Warning: Spoilers ahead for Magneto #1!

Image credit: Marvel Comics

Fans may be surprised to find that Magneto #1 (written by J.M. DeMatteis and penciled by Todd Nauck) rewrites a major piece of Marvel Universe history. The comic is set during the period in the 1980s when Charles Xavier took a leave of absence, leaving his former enemy Magneto in charge of his school for gifted youngsters. At the time, Erik Lehnsherr was working on being a hero and mentor, after spending years as a supervillain.

During the comic, Erik ponders his relationship with the New Mutants, which causes him to reminisce about his earliest encounters with the X-Men. However, Magneto’s recollections seem to rewrite his history with the team. According to Erik’s narration, his over-the-top Magneto persona was meant to give humans a scapegoat to center their hatred for mutants on.

“I knew Charles would send his students to confront me – rising up against their own kind in order to protect the very people who despised them. ‘See,’ the humans would say. ‘They’re not all bad. There are good mutants too. Risking their lives – for us.’ And, over time, the image of our people would change. No longer monsters – but equals,” Magneto recalled.

Even more specifically, Magneto thinks back to his first encounter with the X-Men, as seen in X-Men #1 (1963). “As I left the X-Men to enjoy the very triumph I’d so carefully engineered, I felt pride in them – and hope for the future they embodied. Perhaps, I thought, my plan would work. Perhaps humanity would embrace these new heroes.” This is an interesting take on Erik Lehnsherr, but it’s also a rewriting of history.

Essentially, Magneto is claiming that he never truly wanted to destroy humanity. He wanted the X-Men to look like heroes so that humanity would accept mutants. In fact, he claims he let the X-Men win during their early encounters. This doesn’t match up with most of Magneto’s earliest appearances, including some of his thought balloons, which showed that he clearly wanted to kill the X-Men, and came close to causing humanity’s extinction. Plus, Magneto sank a submarine in Uncanny X-Men #150, murdering everyone onboard.

While we can write off some of these actions as an act, it doesn’t explain the various thought balloons he had during the time. To be fair, Magneto #1 also has Erik claim that destroying humanity was his backup plan if his X-Men gambit didn’t work out. It’s also possible that Erik isn’t a reliable narrator. After all, most villains don’t look at their actions as villainous. Once he became the leader of the New Mutants, Magneto might have used hindsight to justify his villainous actions.

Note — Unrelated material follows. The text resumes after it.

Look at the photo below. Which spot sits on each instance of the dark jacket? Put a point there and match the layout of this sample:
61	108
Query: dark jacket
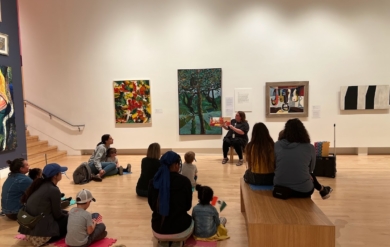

Magneto has always been one of the most nuanced antagonists in the Marvel Universe. He’s walked the line between heroism and villainy so many times, depending on what era you’re reading. Magneto #1 is looks at his history through that lens, giving us a new take on his Silver Age evil schemes. While it doesn’t fit in with the first two decades of Magneto’s publishing history, it certainly makes for an interesting character study.